Complete step by step answer:
The major axis in a horizontal ellipse is given by the equation $y = v$ . The major axis in a vertical ellipse is represented by $x = h$ .
Whenever a denominator is larger, it determines which variable is a major axis. Always $a$ is the major axis. If the larger number is under the $X$ , then the ellipse is horizontal. If the larger number is under the $Y$ , then the ellipse is vertical.
Equation of an ellipse is $\dfrac{{{X^2}}}{{{a^2}}} + \dfrac{{{Y^2}}}{{{b^2}}} = 1$ …. (1)

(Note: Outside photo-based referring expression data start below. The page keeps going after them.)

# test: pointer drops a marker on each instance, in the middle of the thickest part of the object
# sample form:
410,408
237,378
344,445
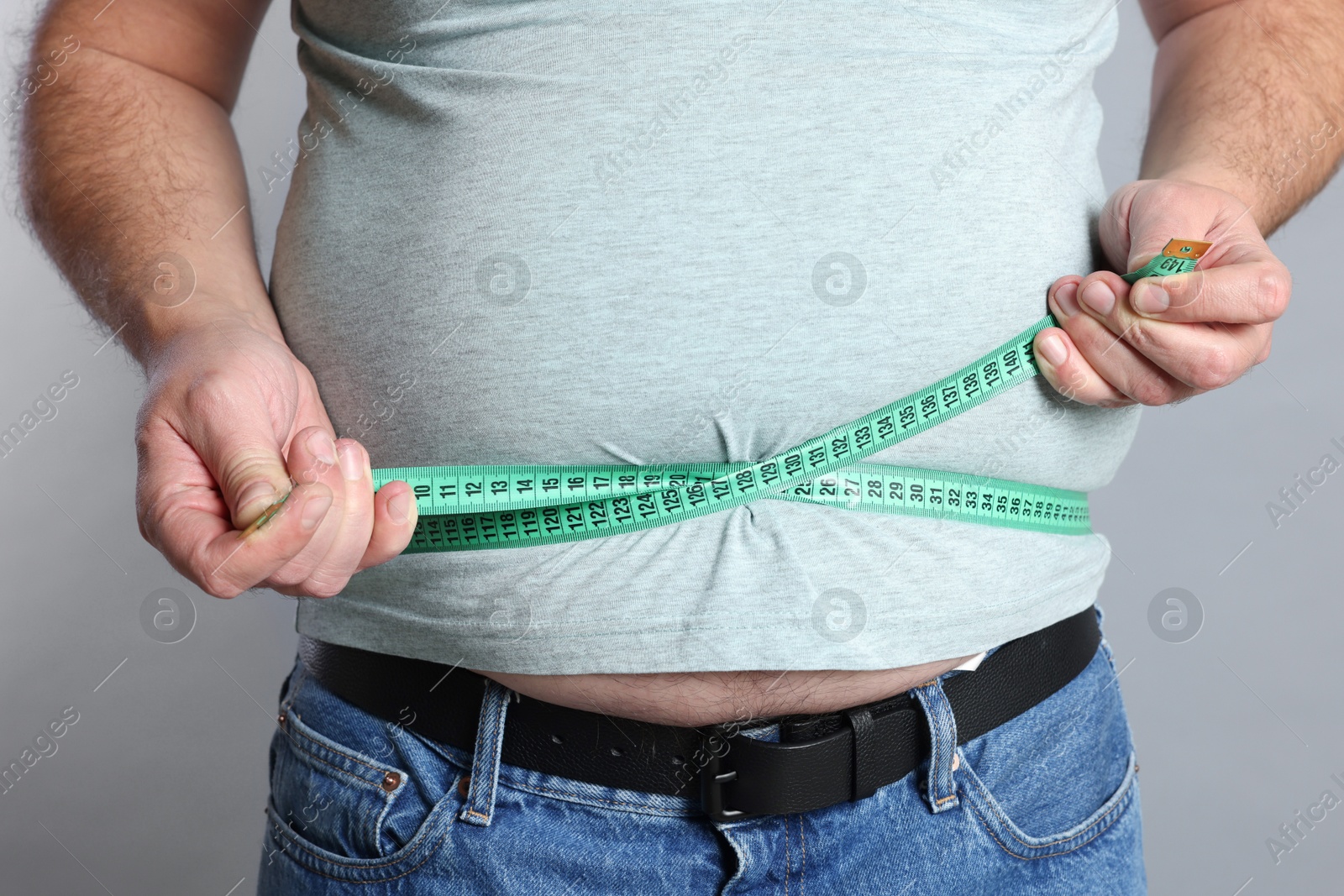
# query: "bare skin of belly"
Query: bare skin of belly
712,698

Suppose $a$ is greater than $b$ $\left( {i.e\,.,a > b} \right)$ in the equation (1) then the major axis of an ellipse is horizontal. Since $a$ is the denominator of $X$ .
Suppose $b$ is greater than $a$ $\left( {i.e.,\,b > a} \right)$ in the equation (1) then the major axis of an ellipse is vertical. Since $b$ is the denominator of $Y$ .

Note: Let us see the example for the major axis being horizontal. Let us take an equation of ellipse as $\dfrac{{{X^2}}}{{25}} + \dfrac{{{Y^2}}}{9} = 1$ , here the major axis is $X$ , then the ellipse is horizontal.
Let us see the example for the major axis being vertical. Take the equation of an ellipse as $\dfrac{{{X^2}}}{9} + \dfrac{{{Y^2}}}{{25}} = 1$ , here the major axis is $Y$ , then the ellipse is vertical.